Mary quickly discovered that the Post was “strictly temperance.” No liquor was served at major celebrations. “Everything is celebrated with a cake: farewells, promotions, prizes. And they stick to it,” lamented Mary. “Great emotion is celebrated in thick frosting.” Mary was horrified that even when the paper won a trio of Pulitzers, no champagne was in sight.

As she put it, “The Star, disheveled, disorganized, welcoming, mellow, and forgiving, was Rome. The Post, structured, disdainful, elegant, and demanding, was Paris.”The pitiless end of these grand times can be predicted from the first time McGrory sets foot in DC; journalism of the kind that she helped to define and adorn is essentially a profession for young hustlers, people willing – and able – to chase down sources and grind out deadlines on long nights of bad coffee.

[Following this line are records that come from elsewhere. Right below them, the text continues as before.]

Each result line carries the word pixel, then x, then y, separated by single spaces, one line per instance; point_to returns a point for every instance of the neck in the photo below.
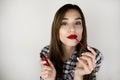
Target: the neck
pixel 68 51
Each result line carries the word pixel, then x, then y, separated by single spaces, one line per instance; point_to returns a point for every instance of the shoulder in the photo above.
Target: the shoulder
pixel 45 50
pixel 99 58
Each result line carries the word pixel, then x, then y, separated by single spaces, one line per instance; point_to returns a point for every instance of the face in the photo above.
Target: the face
pixel 71 26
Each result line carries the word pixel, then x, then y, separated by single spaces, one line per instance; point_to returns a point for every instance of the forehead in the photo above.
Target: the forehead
pixel 72 13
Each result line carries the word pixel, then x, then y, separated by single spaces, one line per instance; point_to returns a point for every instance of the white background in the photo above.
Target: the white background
pixel 25 27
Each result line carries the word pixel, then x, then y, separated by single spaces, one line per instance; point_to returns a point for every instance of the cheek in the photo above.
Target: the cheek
pixel 62 34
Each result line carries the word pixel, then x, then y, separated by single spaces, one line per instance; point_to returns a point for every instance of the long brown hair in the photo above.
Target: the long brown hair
pixel 56 53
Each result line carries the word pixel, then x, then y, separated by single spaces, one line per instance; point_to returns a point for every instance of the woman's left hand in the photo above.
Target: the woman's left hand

Even in her later years, when McGrory had a regular column at the Post and all the editorial freedom that came from being a living legend, onlookers were amazed at how often she “legged out” her stories, but as Norris carefully and respectfully describes, McGrory eventually started losing a step here and a step there. When the end comes, in 2004, readers will almost feel relieved.They'll certainly feel grateful, not only for the grand show of McGrory's career but also for Norris's book, which captures the stakes, the personalities, and most of all the fun of a bygone era of newspaper journalism. Through bad times (the tragedies of the Kennedy family, which she experienced up close and personal) and great times (the gift to journalists known as: horrifying Presidents), Mary McGrory was at the heart of that era, and Norris's book brings it all alive again, for 300 chatty, glowing pages.